If you are old enough to remember the sit-com “All In The Family,” you will recall the opening song, “Those Were The Days.” It was a satirical bit of nostalgia, the joke being that those good old days weren’t, in fact, as good as Archie Bunker would have us believe. (“We could use a man like Herbert Hoover again.” Seriously?) Alas, this misguided drive to make things great the way they used to be is again rearing its ugly head, this time in an effort to turn back the clock on education.
There is no doubt that our schools, and our education system as a whole, have a long way to go in giving our children the education they need and deserve to thrive. And in recent years, there have been some demonstrable declines in achievement, along with stubbornly persistent gaps between majority white children and children in various other racial and ethnic groups. But as an article in the Washington Post points out, things weren’t truly better in some mythical past. As the infographic below shows, the percentage of children completing high school has risen dramatically since the “good old days” of the 1950s. And since 1971, when the National Assessment of Educational Progress (NAEP) testing began, test scores rose consistently until the past couple of years, with the biggest gains coming among black students. This progress, of course, came in the context of those supposedly “failing government schools.”
Most of these trends have come in parallel with a marked decline in childhood poverty. In 1958, 27.3% of children were living below the poverty line, compared with 17.2% in 2018. There is a strong correlation between poverty and educational achievement, as shown in the graph below. Again, in recent years there has been a stagnation in the decades-long decline in childhood poverty, an increase in child homelessness, and a widening of the wealth gap, which are likely to be strong contributing factors to the educational achievement trends over that same time period.

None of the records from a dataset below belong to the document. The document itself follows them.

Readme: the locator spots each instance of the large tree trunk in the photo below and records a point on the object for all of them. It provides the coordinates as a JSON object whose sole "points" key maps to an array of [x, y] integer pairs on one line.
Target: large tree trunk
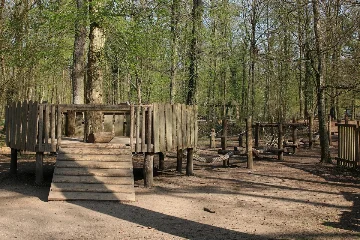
{"points": [[94, 90], [320, 84], [78, 71]]}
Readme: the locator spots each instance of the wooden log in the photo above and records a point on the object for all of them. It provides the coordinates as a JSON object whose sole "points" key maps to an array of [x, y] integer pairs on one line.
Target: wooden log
{"points": [[100, 137], [250, 161], [224, 134], [179, 160], [257, 134], [148, 170], [161, 161], [311, 127], [70, 123], [280, 142], [13, 161], [189, 162], [39, 167], [212, 138]]}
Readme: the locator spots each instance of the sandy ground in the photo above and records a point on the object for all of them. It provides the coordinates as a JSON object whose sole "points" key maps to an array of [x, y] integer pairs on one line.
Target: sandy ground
{"points": [[293, 199]]}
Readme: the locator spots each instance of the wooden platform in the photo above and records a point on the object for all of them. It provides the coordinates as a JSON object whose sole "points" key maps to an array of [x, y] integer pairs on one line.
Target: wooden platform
{"points": [[86, 171]]}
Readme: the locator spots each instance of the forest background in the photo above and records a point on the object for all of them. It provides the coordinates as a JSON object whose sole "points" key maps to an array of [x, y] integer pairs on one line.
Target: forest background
{"points": [[272, 60]]}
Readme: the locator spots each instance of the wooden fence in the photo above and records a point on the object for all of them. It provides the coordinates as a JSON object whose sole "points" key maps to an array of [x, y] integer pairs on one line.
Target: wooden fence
{"points": [[348, 149], [35, 127]]}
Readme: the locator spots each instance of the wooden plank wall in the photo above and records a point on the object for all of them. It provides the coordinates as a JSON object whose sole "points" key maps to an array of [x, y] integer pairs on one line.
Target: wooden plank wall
{"points": [[32, 127], [348, 148]]}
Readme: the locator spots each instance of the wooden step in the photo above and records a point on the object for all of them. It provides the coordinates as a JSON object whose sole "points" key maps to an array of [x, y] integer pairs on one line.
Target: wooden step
{"points": [[93, 179], [61, 196], [97, 157], [95, 151], [86, 187], [93, 172], [93, 164]]}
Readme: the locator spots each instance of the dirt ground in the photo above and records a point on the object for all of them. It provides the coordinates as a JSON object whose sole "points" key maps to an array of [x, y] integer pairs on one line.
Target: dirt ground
{"points": [[293, 199]]}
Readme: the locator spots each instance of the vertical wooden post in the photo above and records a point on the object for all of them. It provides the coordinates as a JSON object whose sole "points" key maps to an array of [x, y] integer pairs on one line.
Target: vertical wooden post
{"points": [[189, 162], [212, 138], [311, 125], [257, 133], [148, 170], [280, 142], [13, 162], [250, 162], [224, 134], [70, 123], [179, 160], [39, 167], [161, 161], [329, 130]]}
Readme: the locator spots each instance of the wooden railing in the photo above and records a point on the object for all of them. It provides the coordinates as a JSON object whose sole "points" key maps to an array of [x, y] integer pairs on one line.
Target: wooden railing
{"points": [[35, 127], [348, 149]]}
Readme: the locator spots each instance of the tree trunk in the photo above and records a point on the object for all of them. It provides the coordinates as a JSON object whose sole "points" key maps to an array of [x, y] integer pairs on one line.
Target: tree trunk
{"points": [[94, 90], [320, 84]]}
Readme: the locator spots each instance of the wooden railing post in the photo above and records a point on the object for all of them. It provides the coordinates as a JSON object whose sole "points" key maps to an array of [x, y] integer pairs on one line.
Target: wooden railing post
{"points": [[250, 162]]}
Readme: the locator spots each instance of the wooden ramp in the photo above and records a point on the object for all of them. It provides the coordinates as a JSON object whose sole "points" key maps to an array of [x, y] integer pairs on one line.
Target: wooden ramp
{"points": [[102, 172]]}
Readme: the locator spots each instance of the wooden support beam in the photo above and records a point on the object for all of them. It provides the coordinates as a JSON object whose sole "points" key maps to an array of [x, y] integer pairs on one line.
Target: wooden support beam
{"points": [[148, 170], [250, 161], [212, 138], [39, 167], [13, 161], [280, 142], [189, 162], [161, 161], [179, 160]]}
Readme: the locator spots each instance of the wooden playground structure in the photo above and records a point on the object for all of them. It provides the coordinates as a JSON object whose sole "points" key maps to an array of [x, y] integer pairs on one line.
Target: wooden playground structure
{"points": [[101, 171]]}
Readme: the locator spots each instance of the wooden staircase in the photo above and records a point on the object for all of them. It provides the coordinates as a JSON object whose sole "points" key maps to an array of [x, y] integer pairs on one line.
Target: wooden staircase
{"points": [[86, 171]]}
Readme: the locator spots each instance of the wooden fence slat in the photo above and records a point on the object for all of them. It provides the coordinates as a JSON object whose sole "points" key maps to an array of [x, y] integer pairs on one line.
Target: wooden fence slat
{"points": [[59, 127], [149, 129], [40, 128], [132, 125], [18, 125], [183, 126], [52, 127], [179, 126], [174, 123], [162, 133], [156, 127], [143, 129], [169, 127], [46, 127], [137, 131], [7, 126], [24, 124]]}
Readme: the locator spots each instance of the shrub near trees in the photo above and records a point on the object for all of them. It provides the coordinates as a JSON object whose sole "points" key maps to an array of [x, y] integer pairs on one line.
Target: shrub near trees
{"points": [[270, 59]]}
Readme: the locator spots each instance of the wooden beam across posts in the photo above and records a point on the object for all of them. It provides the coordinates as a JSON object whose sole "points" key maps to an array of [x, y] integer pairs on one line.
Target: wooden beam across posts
{"points": [[179, 160], [280, 142], [39, 167], [257, 134], [224, 134], [250, 161], [148, 170], [311, 127], [13, 161], [212, 138], [189, 162]]}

Not only have public schools by and large done well, as shown in these data, but other important improvements have come about not despite but because of government action. Schools today throughout the country remain disturbingly segregated, but until the 1950s and 60s, schools in most of the South were segregated by law. Current inequities in funding must be addressed, but they pale in comparison to the past. One example (I saw this at the new Mississippi Civil Rights Museum – a must-see if you are in Jackson): in 1952, per-pupil annual spending on education in Mississippi was $464.49 for white kids, and $13.71 for blacks. Title IX was also a game changer. Before its passage in 1972, 1 in 27 girls participated in sports; that figure is now 2 out of 5. To quote the “All In The Family” theme: “And you knew what you were then. Girls were girls and men were men.” Do we really want to go back there?

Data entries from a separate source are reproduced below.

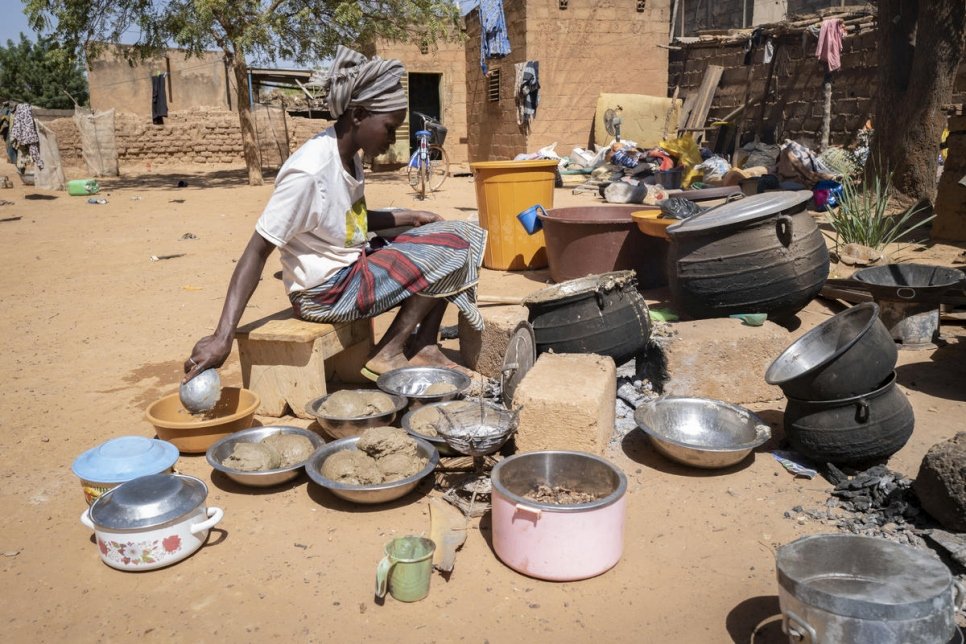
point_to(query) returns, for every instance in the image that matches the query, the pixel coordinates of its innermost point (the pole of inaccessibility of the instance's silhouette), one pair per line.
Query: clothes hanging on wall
(159, 99)
(23, 135)
(829, 47)
(527, 94)
(494, 42)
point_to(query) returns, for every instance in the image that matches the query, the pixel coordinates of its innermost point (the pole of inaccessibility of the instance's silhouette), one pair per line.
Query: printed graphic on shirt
(356, 224)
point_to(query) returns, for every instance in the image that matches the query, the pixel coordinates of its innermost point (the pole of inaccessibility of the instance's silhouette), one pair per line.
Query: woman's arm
(212, 351)
(384, 219)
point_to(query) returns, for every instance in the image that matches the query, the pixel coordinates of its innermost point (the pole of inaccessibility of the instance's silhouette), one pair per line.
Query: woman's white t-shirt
(316, 215)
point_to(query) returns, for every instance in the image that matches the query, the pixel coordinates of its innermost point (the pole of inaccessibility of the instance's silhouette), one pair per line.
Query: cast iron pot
(760, 254)
(602, 314)
(851, 431)
(849, 354)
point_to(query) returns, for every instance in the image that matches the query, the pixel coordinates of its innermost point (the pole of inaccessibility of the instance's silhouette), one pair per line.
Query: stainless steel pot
(151, 521)
(841, 589)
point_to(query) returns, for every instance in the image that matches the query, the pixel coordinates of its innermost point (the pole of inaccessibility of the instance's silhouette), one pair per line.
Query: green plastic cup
(406, 569)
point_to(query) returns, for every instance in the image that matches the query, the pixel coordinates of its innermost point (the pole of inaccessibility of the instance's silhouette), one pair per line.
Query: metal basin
(850, 588)
(218, 452)
(701, 432)
(344, 427)
(412, 382)
(849, 354)
(369, 494)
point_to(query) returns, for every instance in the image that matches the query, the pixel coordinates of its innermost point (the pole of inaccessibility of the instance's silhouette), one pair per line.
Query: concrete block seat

The word nostalgia has a modern positive connotation these days that differs from its historical sense. It comes from the Greek roots “nostos,” return; and “algos,” pain. A 1770 definition called nostalgia a “morbid longing to return to one’s home or native country, severe homesickness considered as a disease.” Selective memory and biased experiences may create a false sense of “the good old days.” But we cannot solve today’s problems – we cannot make a better future for our kids – by moving backwards toward a non-existent better past.